Drivers in every walk of life are aware that tiredness can kill on the roads, as a loss of concentration can lead to collisions, putting drivers' lives at risk and those of other road users.

However, a new study has found that it is more likely male drivers will push their body to the limit of exhaustion while on the road.

A poll carried out by Direct Line and Brake found that 45 per cent of male motorists surveyed admitted to 'head-nodding' at the wheel, meaning they have briefly fallen asleep while driving.

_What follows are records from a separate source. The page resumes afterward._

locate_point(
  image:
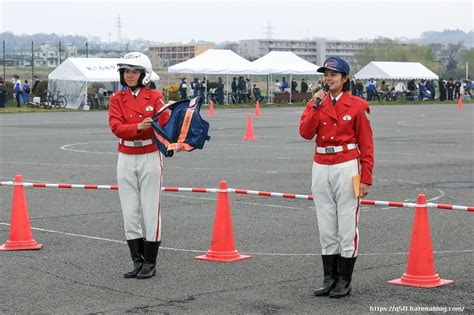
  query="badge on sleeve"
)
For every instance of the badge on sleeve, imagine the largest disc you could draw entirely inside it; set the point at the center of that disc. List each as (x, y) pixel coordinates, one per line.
(367, 115)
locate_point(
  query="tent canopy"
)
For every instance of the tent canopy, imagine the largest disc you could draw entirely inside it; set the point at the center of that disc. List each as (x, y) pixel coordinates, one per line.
(283, 62)
(75, 76)
(395, 71)
(89, 70)
(214, 61)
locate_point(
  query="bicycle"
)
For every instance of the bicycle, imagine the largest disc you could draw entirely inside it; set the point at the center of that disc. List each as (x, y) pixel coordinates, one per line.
(54, 100)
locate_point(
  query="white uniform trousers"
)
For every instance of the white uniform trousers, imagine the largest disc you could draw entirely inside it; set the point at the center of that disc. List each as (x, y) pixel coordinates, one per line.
(139, 178)
(336, 207)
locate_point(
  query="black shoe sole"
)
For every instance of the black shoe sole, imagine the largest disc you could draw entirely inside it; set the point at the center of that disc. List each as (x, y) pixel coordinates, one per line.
(339, 296)
(146, 277)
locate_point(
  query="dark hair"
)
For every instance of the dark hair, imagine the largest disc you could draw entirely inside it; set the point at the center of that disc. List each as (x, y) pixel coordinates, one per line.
(346, 87)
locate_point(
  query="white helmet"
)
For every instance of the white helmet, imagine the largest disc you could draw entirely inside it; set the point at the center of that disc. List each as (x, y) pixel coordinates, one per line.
(136, 61)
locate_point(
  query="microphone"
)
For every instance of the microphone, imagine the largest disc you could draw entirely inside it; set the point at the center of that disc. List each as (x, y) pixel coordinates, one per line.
(318, 100)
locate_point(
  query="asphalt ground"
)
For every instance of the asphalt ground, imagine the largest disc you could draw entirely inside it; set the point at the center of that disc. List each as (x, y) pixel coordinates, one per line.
(418, 149)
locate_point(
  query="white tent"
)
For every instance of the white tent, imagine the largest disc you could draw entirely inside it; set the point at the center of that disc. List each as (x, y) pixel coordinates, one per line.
(73, 77)
(283, 62)
(395, 71)
(214, 61)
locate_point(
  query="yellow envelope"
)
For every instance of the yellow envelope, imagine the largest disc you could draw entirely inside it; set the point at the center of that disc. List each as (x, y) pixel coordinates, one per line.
(356, 184)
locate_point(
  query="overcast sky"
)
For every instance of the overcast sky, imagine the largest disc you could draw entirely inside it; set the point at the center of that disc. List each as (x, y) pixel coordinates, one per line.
(231, 20)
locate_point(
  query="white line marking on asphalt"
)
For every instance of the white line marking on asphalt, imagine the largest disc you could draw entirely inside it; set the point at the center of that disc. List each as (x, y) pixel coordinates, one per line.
(248, 253)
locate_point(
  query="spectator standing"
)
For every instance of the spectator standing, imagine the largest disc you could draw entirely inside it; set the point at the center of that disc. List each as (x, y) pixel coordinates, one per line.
(196, 87)
(183, 89)
(17, 89)
(242, 90)
(257, 93)
(370, 88)
(450, 89)
(294, 85)
(151, 85)
(360, 88)
(26, 92)
(284, 84)
(431, 86)
(220, 91)
(442, 89)
(3, 93)
(304, 86)
(36, 82)
(277, 86)
(422, 89)
(248, 88)
(457, 89)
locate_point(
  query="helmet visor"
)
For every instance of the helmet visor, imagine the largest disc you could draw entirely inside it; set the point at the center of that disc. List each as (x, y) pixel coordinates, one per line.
(131, 67)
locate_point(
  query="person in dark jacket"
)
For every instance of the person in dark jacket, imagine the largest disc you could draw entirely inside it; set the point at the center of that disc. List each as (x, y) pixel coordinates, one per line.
(220, 91)
(457, 89)
(183, 89)
(3, 94)
(450, 89)
(304, 86)
(442, 89)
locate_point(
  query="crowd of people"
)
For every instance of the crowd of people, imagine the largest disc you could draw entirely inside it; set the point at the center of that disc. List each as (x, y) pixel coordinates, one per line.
(22, 92)
(413, 91)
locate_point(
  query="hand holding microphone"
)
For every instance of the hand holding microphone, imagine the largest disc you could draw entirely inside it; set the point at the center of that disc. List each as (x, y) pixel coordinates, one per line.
(321, 95)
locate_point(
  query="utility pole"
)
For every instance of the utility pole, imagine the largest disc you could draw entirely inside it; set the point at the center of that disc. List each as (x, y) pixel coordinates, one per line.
(59, 53)
(119, 31)
(269, 31)
(4, 61)
(32, 63)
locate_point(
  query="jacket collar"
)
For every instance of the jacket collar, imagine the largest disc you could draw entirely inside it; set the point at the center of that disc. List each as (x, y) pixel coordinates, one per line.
(343, 104)
(133, 103)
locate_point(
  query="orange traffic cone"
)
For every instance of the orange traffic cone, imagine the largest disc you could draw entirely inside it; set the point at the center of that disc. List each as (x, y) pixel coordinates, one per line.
(211, 108)
(257, 108)
(20, 229)
(222, 244)
(420, 270)
(249, 133)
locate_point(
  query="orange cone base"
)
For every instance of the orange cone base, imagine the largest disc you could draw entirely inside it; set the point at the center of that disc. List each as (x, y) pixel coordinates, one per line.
(21, 245)
(421, 281)
(222, 256)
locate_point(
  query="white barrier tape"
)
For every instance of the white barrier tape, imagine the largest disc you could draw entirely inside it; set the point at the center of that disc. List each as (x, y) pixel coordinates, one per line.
(244, 192)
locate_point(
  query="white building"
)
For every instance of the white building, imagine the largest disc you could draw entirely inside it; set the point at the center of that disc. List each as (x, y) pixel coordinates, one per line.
(48, 56)
(314, 51)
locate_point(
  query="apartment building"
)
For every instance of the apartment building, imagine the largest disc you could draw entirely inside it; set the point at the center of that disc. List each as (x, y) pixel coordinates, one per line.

Overall, seven per cent of drivers admitted to falling asleep at the wheel, with male drivers once again the main offenders.

Almost half (49 per cent) of drivers admit driving after less than five hours' sleep – which is not nearly enough for safe driving. Again, this was found to be more common among men (55 per cent) than women (45 per cent).

Julie Townsend, deputy chief executive, Brake, said that the number of drivers who have 'head-nodded' at the wheel is "horrifying".

"This survey suggests this is down to many people failing to ensure they always get sufficient sleep before embarking on journeys. We need all drivers to wake up to the fact that ‘head nodding' is falling asleep, and can easily lead to catastrophe, but it can, of course be prevented."

The road safety charity has urged drivers to get a good night's sleep if they are planning to set off on a journey early the next day. It also recommended a break from driving every two hours, and never trying to ‘plough on' when they're tired, because sleep can ensue so quickly.

"Ultimately, getting home to your loved ones a bit later is better than never getting there at all," Ms Townsend noted.

What about you? Have you ever felt yourself nodding off at the wheel during a long drive?